Thursday, June 2

June 2nd.

This is a list of things that I did today:
organized my closets and bins of clothes
hung curtains
screwed things to the wall (with an electric drill, no less)
received my lovely couch
painted my bedroom
got the last of my things from Tulip
trained margaret to never play with my curtains AGAIN
drenched my mattress in ammonia to try and get rid of the cat urine/feces smell
visited with a friend
went to walmart (yet again)
made a delicious dinner (thank you Whole Foods for your delicious rosemary sourdough bread)
researched what i want to be when i grow up
watched the classic "roman holiday" (honestly...not a fan. i know, i know. blasphemy)

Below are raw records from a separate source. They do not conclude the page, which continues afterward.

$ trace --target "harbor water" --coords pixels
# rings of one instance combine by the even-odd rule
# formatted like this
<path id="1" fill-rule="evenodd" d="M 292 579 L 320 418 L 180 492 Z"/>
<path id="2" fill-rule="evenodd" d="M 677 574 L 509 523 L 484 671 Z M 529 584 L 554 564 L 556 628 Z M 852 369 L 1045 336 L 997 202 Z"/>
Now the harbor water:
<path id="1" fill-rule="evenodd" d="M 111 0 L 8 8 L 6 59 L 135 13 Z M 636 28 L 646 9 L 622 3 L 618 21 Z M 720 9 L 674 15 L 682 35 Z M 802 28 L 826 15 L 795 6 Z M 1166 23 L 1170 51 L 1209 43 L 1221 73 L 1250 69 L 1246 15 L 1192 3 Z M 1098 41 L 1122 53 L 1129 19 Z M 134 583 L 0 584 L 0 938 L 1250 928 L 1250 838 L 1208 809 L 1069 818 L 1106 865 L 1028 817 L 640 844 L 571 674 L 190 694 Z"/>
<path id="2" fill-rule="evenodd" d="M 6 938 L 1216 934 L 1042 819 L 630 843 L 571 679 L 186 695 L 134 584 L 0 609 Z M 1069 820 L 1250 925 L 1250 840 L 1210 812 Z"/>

about 500 loads of laundry
tried to relax
contemplated moving back home
watch margaret climb on top of the books inside of my bookshelf

this morning, i awoke to cat feces smeared (and stuck to) my calf. in my blind rage, i rolled onto my back where I was greeted by the cool sensation of cat urine soaking into my pjs. needless to say, i called my mom at 6:30 am claiming "emergency". today has been a day of a lot of work and a lot of rest. i'm obsessed with my couch (i won't even sit directly on it. i was cringing inside when my roommate came to visit and she sat crosslegged on it. gasp.) and im obsessed with little margaret. maggie loves to lay on her back and lay next to me, but never touching. i wonder if margaret is secretly a male, because i'm pretty sure anything male likes to keep its distance from me.

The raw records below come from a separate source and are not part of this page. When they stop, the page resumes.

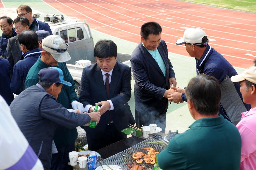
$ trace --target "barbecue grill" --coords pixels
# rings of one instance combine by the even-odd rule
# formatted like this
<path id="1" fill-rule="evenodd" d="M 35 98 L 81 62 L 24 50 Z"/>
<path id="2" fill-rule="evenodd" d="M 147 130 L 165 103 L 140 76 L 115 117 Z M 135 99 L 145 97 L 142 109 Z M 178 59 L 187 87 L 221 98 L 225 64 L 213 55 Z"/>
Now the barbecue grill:
<path id="1" fill-rule="evenodd" d="M 143 150 L 143 147 L 153 147 L 156 150 L 156 152 L 159 152 L 165 149 L 166 147 L 162 145 L 156 144 L 146 143 L 158 141 L 158 141 L 157 139 L 154 139 L 152 137 L 150 138 L 131 147 L 131 148 L 132 148 L 132 150 L 129 150 L 128 149 L 126 149 L 105 159 L 104 160 L 106 163 L 109 165 L 118 165 L 121 167 L 123 169 L 127 169 L 127 167 L 125 164 L 124 161 L 127 155 L 128 156 L 127 156 L 125 159 L 125 163 L 135 162 L 136 159 L 132 158 L 132 154 L 134 153 L 137 152 L 142 152 L 145 153 L 147 153 L 147 151 Z M 125 156 L 123 156 L 123 155 L 125 155 Z M 104 164 L 102 162 L 101 162 L 101 163 L 103 165 Z M 150 168 L 152 168 L 153 167 L 153 165 L 150 164 L 146 163 L 144 161 L 143 161 L 142 163 L 140 165 L 143 165 L 146 169 Z M 99 163 L 97 164 L 97 167 L 100 166 L 100 165 Z"/>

in serious news, i found two HUMONGOUS cockroaches underneath my bed. dead, luckily, but margaret still looooved to play with them. i was dry heaving as i batted her away from them. but in really serious news, i do not know what to do with myself. im trying to be this happy, upbeat, ambitious, loving, etc. etc. person, but all i feel is this haunting loneliness. loneliness and the nagging feeling that I am not doing my part in this earth life. it is hard for me to believe that Heavenly Father is happy with what I've accomplished, because i'm not even sure what that is. i feel like my life is absolutely centered around myself. I have a beautiful (well, adorable is probably a more accurate term) apartment that is furnished, i have an amazon credit card to buy things with (haha), i have family members that care about me, i have wonderful friends who actually see me as an important part of their lives, and yet...something is missing. i feel like a.) i'm not deserving of the good things in life and b.) there is something that i am supposed to be doing or working towards and i don't know what it is. frustration, frustration. i want to be something that i am inherently not, i suppose. tonight, i had a phone conversation with someone who told me, "you don't need to go to harvard or stanford [these schools are used in both the literal and metaphorical sense; harvard and stanford are just stand ins for "doing big things"] to help people" and fundamentally, i agree with that statement. but why is it that i'm not one of the people who does these things? i think people who dream big make the big things happen. im not even sure what im dreaming for anymore.
yes, yes i know what you are thinking. lost again, alexandra? and to that i say, as always. i like to think that i dont sit around and wait for life to happen to me, i make things happen. i apply to things constantly, i email people with questions, i do things for my friends, i try to be the best sister/daughter/cousin/niece i can, and still this gnawing on my insides. i can never really articulate this to people, even those im close to. i dont understand this. all i want to is to help other people and to be the kind of person that i would want to marry.
that is a whole other story...the person i want to marry is literally amazing. and although he is completely hypothetical at this point, he already beats me in the coolness game. how will i ever compare? and yes, i do realize that this kind of discussion can be tiresome and unnecessary, but it is what i think about, what worries me. ugh. for one more night, ill be alone pondering the meaning of it all. at least ill be doing it on my new couch (bed still soaking in ammonia, thanks mags) with my little critter next to me and whole package of walmart brand candy chip cookies.